Lecture 1: LLVM IR & Architecture¶

Overview¶

Every AI compiler — TVM, Triton, tinygrad, XLA, torch.compile — eventually needs to turn high-level tensor operations into machine instructions that run on a specific chip. LLVM is the infrastructure that makes this possible without writing a full compiler from scratch for every new hardware target. The core challenge this lecture addresses is: how does LLVM represent programs in a way that is both hardware-independent (so optimizations apply everywhere) and hardware-aware (so the final code exploits specific chip features)? The mental model to carry forward is that LLVM is a universal translation layer: frontends (C, Rust, CUDA, ML compilers) lower their programs into LLVM IR, LLVM optimizes the IR, and then a target-specific backend generates native code. For an AI chip designer, understanding LLVM IR means you can write a backend for your custom accelerator and immediately inherit decades of compiler optimizations — without reimplementing constant folding, dead code elimination, or loop unrolling.

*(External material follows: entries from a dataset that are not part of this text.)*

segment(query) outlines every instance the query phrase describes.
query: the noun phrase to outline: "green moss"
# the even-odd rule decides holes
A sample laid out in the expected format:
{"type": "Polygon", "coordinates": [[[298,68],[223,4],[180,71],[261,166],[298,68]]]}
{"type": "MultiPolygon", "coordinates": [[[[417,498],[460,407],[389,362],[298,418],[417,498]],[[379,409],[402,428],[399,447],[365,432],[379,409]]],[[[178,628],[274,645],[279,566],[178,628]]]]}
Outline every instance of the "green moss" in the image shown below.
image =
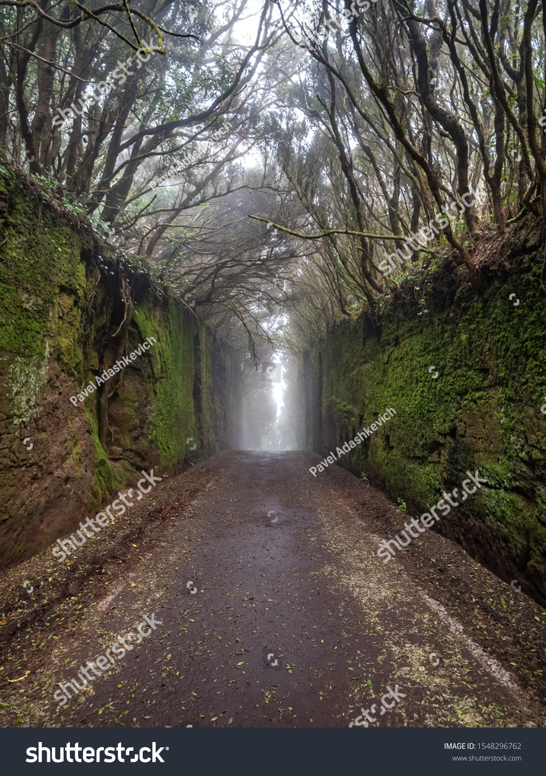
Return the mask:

Why LLVM Matters for AI Hardware¶

Without LLVM	With LLVM
Every new chip needs a full compiler from scratch	Write only the backend; inherit the optimization pipeline
Optimizations reimplemented per target	~70 optimization passes shared across all targets
ML frameworks must generate assembly directly	Frameworks emit LLVM IR; LLVM handles instruction selection, register allocation, scheduling
No ecosystem tooling	Get debuggers (LLDB), profilers, sanitizers, LTO for free

Concrete examples in AI: - TVM uses LLVM to generate CPU kernels (x86 AVX-512, ARM NEON/SVE) and GPU kernels (NVPTX for CUDA, AMDGPU for ROCm) - Triton (used by torch.compile) lowers to LLVM IR → NVPTX backend → PTX → cubin - Julia (used in Flux.jl ML framework) compiles to LLVM IR - MLIR (next lectures) is built on top of LLVM's infrastructure - Custom AI accelerator compilers (Cerebras, SambaNova, Graphcore) use LLVM backends

LLVM Architecture: The Three-Phase Design¶

┌──────────────┐     ┌──────────────────┐     ┌──────────────────┐
│   Frontend    │     │   Middle-End     │     │    Backend       │
│              │     │   (Optimizer)     │     │   (CodeGen)      │
│  C → Clang   │     │                  │     │                  │
│  Rust → rustc│────▶│   LLVM IR        │────▶│  x86-64          │
│  CUDA → nvcc │     │   Optimization   │     │  AArch64         │
│  TVM → codegen│    │   Passes         │     │  NVPTX (GPU)     │
│  Triton      │     │                  │     │  AMDGPU          │
│              │     │                  │     │  RISC-V          │
│              │     │                  │     │  Your custom chip │
└──────────────┘     └──────────────────┘     └──────────────────┘

The key insight is separation of concerns: - Frontends only need to emit valid LLVM IR — they don't know about registers, instruction encoding, or pipeline hazards - The optimizer works on LLVM IR and is target-independent (mostly) — it doesn't know whether the code came from C or a neural network compiler - Backends only need to translate LLVM IR to machine code — they don't know whether the program is a web server or a matrix multiply kernel

Key Insight: This three-phase design is why LLVM dominates compiler infrastructure. Adding a new source language means writing one frontend. Adding a new hardware target means writing one backend. The N×M problem (N languages × M targets) becomes N+M. For AI hardware, this means your custom chip gets a compiler for free once you write the backend — and every ML framework that emits LLVM IR can target your chip.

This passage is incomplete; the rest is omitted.